La pureza y rectitud de vida –cosa bastante extraña en los príncipes de la época– le ganó fama hasta el punto inconcebible de que algunos de sus enemigos moros llegaran a convertirse por su ejemplo.

Además, sabía comportarse, en lo humano, como un gran señor europeo; fue un verdadero palaciego que gustaba de la caza, componía versos o cantigas, entendía de música y gustaba jugar a las damas y al ajedrez; tenía un porte elegante y era excelente jinete. Su propio hijo, Alfonso X el Sabio, dejará dicho de él que «todas estas vertudes, et gracias, et bondades puso Dios en el rey Fernando».

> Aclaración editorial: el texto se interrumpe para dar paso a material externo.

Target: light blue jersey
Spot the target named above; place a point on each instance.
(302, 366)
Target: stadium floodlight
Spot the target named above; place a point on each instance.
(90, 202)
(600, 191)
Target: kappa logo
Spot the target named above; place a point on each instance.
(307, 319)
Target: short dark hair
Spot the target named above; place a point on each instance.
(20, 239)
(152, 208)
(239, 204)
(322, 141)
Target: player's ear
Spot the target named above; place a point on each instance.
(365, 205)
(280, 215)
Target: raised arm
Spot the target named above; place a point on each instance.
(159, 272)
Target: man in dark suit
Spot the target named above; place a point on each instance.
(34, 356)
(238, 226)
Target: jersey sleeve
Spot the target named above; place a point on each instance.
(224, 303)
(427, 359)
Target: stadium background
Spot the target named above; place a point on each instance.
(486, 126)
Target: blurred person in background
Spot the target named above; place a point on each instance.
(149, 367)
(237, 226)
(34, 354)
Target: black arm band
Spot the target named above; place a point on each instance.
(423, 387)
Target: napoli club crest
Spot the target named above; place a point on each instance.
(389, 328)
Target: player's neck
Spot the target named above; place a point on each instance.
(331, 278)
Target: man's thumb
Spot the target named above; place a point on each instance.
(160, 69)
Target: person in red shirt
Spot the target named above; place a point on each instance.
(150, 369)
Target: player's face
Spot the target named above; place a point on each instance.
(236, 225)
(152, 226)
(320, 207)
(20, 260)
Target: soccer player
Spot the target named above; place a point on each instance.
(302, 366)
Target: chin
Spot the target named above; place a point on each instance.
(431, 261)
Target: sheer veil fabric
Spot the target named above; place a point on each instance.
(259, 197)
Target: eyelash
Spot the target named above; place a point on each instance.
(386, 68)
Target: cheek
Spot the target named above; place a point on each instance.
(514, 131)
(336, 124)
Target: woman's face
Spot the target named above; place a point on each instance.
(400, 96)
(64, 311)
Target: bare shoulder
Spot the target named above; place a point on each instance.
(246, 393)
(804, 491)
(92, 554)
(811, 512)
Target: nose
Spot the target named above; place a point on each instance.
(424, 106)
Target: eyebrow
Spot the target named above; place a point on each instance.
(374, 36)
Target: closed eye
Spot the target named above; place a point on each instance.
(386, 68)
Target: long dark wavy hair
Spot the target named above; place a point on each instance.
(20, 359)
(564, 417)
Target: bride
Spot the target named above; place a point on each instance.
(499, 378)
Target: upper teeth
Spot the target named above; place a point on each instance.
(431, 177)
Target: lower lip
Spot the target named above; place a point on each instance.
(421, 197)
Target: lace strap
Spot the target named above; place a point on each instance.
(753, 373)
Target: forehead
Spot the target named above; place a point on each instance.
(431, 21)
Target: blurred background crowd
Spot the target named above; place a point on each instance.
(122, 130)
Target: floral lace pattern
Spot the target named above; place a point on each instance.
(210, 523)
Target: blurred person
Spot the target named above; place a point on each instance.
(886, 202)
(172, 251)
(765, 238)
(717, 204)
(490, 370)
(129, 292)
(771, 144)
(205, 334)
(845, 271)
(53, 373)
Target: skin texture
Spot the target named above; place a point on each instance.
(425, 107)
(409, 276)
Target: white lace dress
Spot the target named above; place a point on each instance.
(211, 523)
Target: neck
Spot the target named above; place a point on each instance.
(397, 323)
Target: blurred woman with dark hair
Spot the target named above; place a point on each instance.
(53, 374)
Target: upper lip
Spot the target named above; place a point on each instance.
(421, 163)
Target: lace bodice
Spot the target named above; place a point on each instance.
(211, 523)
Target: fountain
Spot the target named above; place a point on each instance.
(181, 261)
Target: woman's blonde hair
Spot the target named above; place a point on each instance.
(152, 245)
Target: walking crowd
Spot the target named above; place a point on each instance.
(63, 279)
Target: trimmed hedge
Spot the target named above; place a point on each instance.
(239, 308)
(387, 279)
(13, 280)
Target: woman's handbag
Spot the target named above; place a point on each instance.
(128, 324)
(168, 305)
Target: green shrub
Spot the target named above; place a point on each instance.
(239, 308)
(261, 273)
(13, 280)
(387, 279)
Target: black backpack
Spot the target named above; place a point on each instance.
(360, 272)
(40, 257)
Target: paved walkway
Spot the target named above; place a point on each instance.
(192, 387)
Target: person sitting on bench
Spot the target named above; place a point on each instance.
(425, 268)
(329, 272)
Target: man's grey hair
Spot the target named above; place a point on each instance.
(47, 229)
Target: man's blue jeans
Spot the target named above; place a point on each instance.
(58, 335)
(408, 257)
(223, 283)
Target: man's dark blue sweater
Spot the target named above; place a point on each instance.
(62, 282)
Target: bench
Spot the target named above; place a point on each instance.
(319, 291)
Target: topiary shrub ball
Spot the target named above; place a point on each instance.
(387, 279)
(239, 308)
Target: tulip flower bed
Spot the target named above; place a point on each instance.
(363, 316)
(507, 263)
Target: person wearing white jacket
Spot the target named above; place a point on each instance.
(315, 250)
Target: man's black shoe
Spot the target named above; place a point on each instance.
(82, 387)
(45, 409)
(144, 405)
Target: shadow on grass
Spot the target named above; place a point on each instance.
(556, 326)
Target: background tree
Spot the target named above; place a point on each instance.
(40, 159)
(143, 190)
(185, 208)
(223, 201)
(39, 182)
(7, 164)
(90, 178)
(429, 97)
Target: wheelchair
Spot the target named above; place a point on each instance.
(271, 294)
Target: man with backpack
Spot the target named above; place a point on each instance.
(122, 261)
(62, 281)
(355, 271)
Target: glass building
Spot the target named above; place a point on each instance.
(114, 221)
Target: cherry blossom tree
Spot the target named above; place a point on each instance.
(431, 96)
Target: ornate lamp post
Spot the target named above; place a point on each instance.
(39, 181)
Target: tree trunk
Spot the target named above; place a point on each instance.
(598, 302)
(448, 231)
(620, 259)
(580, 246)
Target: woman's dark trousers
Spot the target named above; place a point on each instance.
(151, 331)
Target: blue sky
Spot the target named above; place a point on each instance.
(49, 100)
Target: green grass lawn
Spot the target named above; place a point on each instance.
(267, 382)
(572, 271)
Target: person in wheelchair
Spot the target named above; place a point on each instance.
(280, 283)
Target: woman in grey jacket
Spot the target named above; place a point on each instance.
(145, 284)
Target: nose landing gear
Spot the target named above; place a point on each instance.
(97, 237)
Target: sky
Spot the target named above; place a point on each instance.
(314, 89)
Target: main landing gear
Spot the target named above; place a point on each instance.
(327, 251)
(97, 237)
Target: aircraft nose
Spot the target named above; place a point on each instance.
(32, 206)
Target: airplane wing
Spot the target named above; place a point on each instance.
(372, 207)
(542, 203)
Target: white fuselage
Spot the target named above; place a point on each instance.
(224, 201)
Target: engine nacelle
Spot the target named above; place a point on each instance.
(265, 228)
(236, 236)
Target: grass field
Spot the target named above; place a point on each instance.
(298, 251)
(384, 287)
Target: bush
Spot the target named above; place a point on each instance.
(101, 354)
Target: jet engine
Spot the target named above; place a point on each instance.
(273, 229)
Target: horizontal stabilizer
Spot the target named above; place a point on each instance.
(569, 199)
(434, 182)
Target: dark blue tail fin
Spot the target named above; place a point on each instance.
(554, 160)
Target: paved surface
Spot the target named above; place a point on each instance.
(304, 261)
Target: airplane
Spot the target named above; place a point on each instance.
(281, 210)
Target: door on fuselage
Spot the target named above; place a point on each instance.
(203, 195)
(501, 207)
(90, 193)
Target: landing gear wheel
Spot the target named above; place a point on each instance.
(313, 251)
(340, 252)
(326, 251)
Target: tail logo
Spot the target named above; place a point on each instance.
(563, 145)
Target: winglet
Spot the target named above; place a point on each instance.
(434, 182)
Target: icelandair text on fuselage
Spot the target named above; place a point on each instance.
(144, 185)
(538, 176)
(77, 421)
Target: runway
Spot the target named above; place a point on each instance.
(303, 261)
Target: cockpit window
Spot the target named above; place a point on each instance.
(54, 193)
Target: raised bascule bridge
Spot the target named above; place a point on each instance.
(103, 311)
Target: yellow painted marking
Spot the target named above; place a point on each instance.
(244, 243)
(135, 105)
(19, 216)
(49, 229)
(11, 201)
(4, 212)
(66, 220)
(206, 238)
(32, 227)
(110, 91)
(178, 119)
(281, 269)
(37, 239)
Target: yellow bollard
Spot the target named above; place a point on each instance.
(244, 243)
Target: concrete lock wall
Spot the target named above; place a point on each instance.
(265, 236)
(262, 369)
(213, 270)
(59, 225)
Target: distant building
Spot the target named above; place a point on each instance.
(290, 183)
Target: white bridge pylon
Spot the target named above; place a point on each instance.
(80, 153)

Pero el hecho de que un Jueves Santo pidiera una toalla, tomara un barreño, y se pudiera a lavar los pies de doce de sus súbditos pobres, después de haber meditado la Pasión, descubrió a la corte un rincón secreto de su intimidad.

Algo parecido pasó en su despedida de soltero. Tres días antes de su boda (27-XI-1219) veló las armas de caballero en el monasterio de las Huelgas, en Burgos, y se autoarmó caballero, cosa que debió de tener en gran estima, porque llegó a negarlo a algunos de sus nobles por considerarlos indignos.

¿Oración? En Toledo, aunque enfermo, solía velar de noche para pedir a Dios la ayuda para su pueblo; y en especial, con alma impregnada de espíritu caballeresco, llevaba asida y anillada al arzón de su caballo a su dama, la Virgen María, labrada en marfil; fue una estupenda devoción que dejó en herencia a los sevillanos, «la Virgen de los Reyes», que mantenía en capilla estable en su campamento durante el asedio a la plaza.

Murió, sí. Pero no como es frecuente escuchar que mueran los reyes. Sobre un montón de cenizas, con una soga al cuello –así pintaron algunos a Jesús–, pidiendo perdón a los presentes, y dando consejos a sus hijos; llevaba una candela en la mano –¿la fe?– y sus labios musitaron una oración. Era «el postrimero día de mayo».

El patrono de tantas instituciones españolas, al que invocan los cautivos, desvalidos y gobernantes como su especial protector, elevado a los altares el 4 de febrero de 1671, solo era un seglar, un laico, un cristiano, un rey, un servidor, un esposo, un padre. Se santificó en su oficio. ¡Un señor!